Lucy Luce

Lucy Luce (nee Morse) born 9/20/1950 passed away peacefully at the KC Hospice House on 1/13/2022. She was listening to the Rosary and holding the hand of her beloved granddaughter, Emmi-Jean. She was 71 years old.

Lucy, a born renegade, had a fun sense of humor and a knack for education. After graduating from Avila University with a Degree in Education she taught the 7th grade at NorthEast Junior High in Kansas City, MO for several years. It was often mentioned that she had one foot into heaven’s door for choosing to teach 7th grade. She went on to complete her Master’s Degree in Curriculum from the University of Missouri, Kansas City.
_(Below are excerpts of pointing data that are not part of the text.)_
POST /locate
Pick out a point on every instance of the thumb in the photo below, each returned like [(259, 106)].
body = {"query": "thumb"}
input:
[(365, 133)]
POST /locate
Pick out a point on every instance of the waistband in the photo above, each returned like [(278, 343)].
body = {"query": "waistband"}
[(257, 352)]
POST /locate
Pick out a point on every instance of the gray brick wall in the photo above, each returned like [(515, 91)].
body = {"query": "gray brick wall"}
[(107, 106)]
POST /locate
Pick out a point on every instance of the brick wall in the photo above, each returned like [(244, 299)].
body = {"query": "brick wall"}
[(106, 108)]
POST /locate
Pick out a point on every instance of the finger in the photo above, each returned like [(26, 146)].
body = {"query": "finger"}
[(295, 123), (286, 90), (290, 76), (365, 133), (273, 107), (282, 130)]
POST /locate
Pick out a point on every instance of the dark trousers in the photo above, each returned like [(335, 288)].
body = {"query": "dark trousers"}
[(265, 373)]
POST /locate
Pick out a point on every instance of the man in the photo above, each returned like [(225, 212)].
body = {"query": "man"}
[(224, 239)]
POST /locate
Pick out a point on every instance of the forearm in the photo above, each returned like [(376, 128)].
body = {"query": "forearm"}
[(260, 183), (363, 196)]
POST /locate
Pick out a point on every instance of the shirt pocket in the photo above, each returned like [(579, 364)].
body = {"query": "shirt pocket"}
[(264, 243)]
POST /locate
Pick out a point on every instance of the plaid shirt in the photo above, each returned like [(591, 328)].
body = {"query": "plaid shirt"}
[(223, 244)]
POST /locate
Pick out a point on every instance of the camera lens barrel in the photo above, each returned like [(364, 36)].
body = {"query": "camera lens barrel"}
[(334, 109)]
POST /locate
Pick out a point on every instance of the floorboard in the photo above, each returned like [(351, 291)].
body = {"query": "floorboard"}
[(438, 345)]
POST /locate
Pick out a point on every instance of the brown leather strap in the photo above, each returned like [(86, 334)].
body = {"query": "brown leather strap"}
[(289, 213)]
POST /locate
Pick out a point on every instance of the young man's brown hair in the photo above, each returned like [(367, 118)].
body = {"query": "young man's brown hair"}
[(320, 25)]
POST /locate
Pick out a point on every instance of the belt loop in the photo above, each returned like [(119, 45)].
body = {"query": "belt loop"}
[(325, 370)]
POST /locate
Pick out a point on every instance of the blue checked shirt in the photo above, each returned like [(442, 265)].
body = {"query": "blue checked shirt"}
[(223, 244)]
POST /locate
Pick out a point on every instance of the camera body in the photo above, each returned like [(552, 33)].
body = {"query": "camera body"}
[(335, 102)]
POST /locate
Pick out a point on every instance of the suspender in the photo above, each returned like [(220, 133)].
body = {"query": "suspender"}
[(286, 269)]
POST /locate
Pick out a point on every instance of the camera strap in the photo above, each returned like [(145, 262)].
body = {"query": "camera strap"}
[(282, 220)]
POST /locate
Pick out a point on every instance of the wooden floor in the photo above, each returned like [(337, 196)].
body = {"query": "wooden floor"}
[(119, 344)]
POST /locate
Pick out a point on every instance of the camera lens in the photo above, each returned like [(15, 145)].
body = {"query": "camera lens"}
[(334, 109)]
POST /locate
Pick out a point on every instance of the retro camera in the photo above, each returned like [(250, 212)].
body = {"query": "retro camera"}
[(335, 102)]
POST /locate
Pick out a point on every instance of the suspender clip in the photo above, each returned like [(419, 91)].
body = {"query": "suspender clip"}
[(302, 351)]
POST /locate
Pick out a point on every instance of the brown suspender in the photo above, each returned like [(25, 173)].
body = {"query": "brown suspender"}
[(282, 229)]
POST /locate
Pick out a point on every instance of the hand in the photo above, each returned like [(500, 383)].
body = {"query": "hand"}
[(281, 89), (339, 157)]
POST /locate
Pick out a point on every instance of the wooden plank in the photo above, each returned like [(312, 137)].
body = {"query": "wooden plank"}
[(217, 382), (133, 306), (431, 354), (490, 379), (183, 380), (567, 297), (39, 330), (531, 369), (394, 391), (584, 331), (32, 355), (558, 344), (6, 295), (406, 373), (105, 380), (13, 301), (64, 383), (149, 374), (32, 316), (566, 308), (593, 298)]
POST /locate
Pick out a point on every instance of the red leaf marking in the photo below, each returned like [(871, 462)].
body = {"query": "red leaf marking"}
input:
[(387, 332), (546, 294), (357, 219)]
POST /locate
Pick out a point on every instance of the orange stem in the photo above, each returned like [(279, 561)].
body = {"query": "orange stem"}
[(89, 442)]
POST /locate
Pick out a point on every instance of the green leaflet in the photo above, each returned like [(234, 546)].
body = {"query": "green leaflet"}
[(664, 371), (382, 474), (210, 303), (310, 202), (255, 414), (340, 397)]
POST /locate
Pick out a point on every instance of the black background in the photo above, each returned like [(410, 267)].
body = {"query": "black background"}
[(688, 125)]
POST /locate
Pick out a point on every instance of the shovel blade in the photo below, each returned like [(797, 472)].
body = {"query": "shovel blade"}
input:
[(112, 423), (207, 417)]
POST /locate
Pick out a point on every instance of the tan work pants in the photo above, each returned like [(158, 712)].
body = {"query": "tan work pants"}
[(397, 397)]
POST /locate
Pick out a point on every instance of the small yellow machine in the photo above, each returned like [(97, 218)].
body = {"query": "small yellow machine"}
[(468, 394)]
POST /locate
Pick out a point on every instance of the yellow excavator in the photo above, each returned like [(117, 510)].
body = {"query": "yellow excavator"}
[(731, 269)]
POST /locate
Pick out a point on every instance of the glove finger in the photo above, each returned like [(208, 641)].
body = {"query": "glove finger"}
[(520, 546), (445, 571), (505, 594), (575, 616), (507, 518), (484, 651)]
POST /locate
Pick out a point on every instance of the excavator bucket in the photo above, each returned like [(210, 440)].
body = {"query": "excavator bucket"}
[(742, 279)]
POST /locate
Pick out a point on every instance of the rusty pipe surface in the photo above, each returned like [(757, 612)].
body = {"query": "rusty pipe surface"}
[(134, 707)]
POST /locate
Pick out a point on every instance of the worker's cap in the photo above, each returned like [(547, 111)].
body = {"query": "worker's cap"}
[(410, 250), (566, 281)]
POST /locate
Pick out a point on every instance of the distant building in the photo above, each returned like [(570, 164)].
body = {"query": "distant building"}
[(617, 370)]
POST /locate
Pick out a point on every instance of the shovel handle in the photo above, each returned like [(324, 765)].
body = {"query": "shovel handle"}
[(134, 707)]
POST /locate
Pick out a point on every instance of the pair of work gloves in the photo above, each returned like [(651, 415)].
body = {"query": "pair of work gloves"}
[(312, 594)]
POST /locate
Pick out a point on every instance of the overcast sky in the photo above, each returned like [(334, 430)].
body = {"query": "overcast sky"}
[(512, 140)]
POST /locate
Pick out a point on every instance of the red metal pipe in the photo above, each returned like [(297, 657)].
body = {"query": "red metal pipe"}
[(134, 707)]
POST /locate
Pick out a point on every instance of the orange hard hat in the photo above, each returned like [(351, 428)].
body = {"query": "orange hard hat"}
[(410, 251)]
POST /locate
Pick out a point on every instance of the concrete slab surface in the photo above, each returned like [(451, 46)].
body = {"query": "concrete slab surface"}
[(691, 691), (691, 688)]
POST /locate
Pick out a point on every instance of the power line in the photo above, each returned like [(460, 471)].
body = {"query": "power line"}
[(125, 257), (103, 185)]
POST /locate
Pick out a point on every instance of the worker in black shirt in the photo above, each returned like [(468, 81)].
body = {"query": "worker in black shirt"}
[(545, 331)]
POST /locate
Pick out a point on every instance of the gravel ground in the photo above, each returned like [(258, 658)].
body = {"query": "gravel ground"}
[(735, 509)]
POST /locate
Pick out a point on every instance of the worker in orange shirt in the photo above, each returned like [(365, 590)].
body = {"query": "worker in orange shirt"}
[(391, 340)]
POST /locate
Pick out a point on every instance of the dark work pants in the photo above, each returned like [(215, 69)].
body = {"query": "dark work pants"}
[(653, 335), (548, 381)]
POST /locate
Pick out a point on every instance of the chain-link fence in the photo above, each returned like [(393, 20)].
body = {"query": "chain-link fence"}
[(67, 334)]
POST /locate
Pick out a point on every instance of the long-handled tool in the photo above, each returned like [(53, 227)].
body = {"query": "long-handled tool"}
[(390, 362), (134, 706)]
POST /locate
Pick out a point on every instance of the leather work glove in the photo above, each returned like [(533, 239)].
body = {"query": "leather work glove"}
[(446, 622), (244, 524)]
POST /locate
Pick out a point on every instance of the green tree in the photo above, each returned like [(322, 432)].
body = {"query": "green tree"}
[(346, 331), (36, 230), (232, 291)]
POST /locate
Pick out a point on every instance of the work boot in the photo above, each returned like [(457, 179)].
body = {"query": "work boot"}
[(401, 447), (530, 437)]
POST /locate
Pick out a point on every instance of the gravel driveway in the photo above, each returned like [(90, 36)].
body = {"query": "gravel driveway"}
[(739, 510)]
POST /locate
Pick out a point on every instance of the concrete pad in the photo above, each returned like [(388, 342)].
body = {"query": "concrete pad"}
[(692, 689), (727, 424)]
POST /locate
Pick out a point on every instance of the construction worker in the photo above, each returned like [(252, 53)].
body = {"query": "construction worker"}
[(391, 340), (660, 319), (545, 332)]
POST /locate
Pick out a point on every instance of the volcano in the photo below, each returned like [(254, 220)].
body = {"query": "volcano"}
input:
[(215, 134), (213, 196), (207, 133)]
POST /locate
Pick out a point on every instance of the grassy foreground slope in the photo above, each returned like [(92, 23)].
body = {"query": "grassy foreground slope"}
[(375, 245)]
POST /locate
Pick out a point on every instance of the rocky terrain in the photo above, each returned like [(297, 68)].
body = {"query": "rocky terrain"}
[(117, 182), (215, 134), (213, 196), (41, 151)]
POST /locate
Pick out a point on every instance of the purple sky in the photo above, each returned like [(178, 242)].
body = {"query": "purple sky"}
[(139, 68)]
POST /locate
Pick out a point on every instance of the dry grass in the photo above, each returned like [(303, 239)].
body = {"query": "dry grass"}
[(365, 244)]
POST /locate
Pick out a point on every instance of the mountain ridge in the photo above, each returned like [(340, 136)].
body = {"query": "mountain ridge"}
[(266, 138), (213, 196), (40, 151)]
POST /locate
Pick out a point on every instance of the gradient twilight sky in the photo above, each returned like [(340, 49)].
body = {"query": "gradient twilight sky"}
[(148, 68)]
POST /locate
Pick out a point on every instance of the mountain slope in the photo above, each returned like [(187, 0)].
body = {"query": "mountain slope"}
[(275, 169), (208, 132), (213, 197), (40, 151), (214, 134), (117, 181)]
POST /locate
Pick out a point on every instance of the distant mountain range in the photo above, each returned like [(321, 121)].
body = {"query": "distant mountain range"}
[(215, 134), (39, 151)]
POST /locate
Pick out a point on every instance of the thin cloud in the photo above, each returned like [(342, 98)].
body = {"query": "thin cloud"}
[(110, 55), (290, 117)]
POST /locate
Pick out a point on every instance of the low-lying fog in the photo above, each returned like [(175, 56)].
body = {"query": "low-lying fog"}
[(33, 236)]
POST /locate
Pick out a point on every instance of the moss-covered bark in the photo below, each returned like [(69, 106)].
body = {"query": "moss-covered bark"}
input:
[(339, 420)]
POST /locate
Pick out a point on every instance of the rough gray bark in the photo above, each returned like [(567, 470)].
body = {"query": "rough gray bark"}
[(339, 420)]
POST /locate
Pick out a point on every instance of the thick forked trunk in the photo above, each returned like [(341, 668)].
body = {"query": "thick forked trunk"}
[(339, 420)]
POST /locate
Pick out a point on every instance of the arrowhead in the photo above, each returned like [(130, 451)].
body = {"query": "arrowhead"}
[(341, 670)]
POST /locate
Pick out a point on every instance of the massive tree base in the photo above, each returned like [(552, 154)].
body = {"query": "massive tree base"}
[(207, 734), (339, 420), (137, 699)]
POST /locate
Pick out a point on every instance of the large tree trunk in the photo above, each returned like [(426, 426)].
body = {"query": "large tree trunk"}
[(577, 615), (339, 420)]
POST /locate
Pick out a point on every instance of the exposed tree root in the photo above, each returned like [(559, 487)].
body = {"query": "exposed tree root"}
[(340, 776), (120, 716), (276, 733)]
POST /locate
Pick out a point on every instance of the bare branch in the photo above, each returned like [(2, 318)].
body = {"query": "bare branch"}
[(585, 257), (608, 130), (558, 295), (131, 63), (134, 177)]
Anyone that knew Lucy well knew two things about her: she loved school supplies and she loved to serve the underserved. She was an inspiration to many students, teachers and anyone that needed a post-it note. Long after her retirement she buy school supplies and donate them to various schools in the Kansas City area.

Lucy is preceded in death by the love of her life, Raymond H. Luce who bought her flowers every Saturday; daughters Michelle and Michaela Shearman. She is survived by daughter Kimberly K. Shearman RN, BSN (Gary Kommel); daughter Dr. Kelly J. Logan; two sisters Katie Kays and Mary Mahoney. She had four grandchildren: Emmilynn Shearman, Augie, Albert and Birdie Luce Walsh. She had several nieces and nephews and was particularly close to Lisa Barth (nee Kays) and Lori Kays.

As a lifelong educator, her wish was that her remains be donated to science to benefit the future of healthcare workers.


  1. Lisa Kays on January 22, 2022 at 7:53 pm

    On Wednesday I randomly thought about my Aunt Lucy and didn’t know why. That night I made the family cookies from her side of the family without really knowing why. As I pulled the last sheet of burnt cookies (so on brand for both of us) from the oven, I got a message that Lucy wasn’t doing well. She died on Thursday.

    I wasn’t able to say goodbye since things happened so fast and I’m far away, but if I had, I would have thanked her for getting me past my paralyzing fear of public speaking (she made me a puppet and took me for funnel cake and a pep talk so I could hide but still give a speech for class), she helped me learn to read and study when I was sure I was dumb and would fail out of school, and she encouraged me to come to DC and start my life when I was having a hard time doing so. I owe so much to her and think of her all the time when I parent, make decisions, and, most of all, when I laugh. Lucy was the funniest person I’ve ever met, and she helped me cultivate my sense of humor as a way of dealing with bullies.

    May we all have an Aunt Lucy in our lives, may we be an Aunt Lucy when someone needs us to be, and may we do better than I did and tell them as often as we can.

    I am thinking of Emmi, Kelly and Kim and my mom at this time with lots of love.